Naturally, Trumpcare also goes after Planned Parenthood, barring the organization’s clinics from receiving Medicaid reimbursements. Planned Parenthood serves as a refuge for myriad LGBTQ patients, who cannot find or afford appropriate treatment elsewhere. Its clinics provide free or low-cost preventative care and testing to LGBTQ people that literally saves lives. (The infamous HIV outbreak in Austin, Indiana, occurred after the state shut down the county’s Planned Parenthood clinic; it was the only clinic in the county that provided free HIV testing.)
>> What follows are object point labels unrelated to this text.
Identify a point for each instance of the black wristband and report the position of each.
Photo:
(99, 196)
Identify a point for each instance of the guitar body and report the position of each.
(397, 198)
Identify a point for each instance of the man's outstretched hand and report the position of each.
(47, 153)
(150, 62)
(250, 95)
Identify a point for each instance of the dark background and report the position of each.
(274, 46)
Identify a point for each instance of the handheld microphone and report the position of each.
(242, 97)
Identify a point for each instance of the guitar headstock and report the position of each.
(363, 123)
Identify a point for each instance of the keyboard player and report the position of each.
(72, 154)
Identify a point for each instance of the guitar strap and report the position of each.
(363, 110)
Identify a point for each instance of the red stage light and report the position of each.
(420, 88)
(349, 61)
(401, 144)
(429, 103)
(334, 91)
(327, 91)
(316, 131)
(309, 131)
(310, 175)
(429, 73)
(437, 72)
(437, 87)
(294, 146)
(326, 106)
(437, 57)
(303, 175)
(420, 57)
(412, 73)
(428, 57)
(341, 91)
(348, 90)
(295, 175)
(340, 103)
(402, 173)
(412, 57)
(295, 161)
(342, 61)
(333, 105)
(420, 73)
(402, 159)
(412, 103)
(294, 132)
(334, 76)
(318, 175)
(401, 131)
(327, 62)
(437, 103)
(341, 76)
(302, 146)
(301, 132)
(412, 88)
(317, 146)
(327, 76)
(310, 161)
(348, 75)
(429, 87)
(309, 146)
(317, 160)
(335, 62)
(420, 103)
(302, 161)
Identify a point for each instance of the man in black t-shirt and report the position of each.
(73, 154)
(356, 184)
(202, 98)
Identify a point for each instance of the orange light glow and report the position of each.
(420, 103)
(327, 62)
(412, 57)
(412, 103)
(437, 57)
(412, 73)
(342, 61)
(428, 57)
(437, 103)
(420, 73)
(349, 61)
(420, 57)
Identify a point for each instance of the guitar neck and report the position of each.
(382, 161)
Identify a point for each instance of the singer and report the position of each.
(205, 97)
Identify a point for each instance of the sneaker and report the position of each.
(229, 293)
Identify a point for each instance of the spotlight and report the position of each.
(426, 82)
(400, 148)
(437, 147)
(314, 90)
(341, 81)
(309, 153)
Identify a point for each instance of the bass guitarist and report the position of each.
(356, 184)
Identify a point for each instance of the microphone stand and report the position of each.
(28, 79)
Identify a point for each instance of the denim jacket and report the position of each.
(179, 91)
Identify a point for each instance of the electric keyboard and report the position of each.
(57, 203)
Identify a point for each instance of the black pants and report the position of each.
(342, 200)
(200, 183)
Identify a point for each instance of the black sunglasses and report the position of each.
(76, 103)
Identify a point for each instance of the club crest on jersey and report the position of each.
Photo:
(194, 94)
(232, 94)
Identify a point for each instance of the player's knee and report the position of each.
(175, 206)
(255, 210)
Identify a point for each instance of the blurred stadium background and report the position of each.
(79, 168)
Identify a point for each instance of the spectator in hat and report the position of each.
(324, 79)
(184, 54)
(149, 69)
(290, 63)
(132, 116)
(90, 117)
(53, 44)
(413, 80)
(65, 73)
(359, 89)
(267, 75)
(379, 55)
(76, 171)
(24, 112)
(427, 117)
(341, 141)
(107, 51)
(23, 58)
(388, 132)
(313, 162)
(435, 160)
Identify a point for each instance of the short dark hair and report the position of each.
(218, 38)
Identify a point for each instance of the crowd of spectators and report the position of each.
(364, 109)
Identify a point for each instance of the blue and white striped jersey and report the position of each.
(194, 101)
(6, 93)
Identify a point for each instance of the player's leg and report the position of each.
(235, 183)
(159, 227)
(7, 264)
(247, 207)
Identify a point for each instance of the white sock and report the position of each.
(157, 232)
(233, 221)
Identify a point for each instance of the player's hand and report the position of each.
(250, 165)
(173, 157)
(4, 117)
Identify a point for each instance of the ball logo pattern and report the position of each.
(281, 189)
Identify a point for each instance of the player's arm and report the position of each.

Planned Parenthood is especially vital for transgender patients. A number of its clinics provide transition therapy to transgender patients and specialize in addressing trans patients’ unique medical needs. If these clinics shutter—as many could under Trumpcare—thousands of trans patients, especially those in rural communities, will have nowhere to turn. Nor will they be assured of nondiscriminatory care: The Trump administration is working to roll back the ACA’s protections for transgender and gender non-conforming patients.

Trumpcare contains one last indignity for LGBTQ people. The law would allow insurance companies to consider sexual assault and domestic abuse to be “preexisting conditions,” meaning insurance companies could charge survivors of rape and abuse higher premiums. LGBTQ people, especially trans individuals and bisexual women, are at heightened risk of sexual assault and intimate partner violence. Trumpcare will make it much more difficult for these trauma survivors to purchase affordable insurance.

LGBTQ people, of course, won’t be the only victims of Trumpcare. The plan would knock as many as 24 million Americans off of their health insurance, killing tens of thousands of people each year. It is a nightmare for all but the wealthiest Americans and constitutes an obscene devaluation of human life. Trumpcare degrades us all—but it is especially noxious for LGBTQ people, who will disproportionately fall victim to its cruelty. Trump did not revoke LGBTQ people’s rights on Thursday. But his health care law may well take their lives.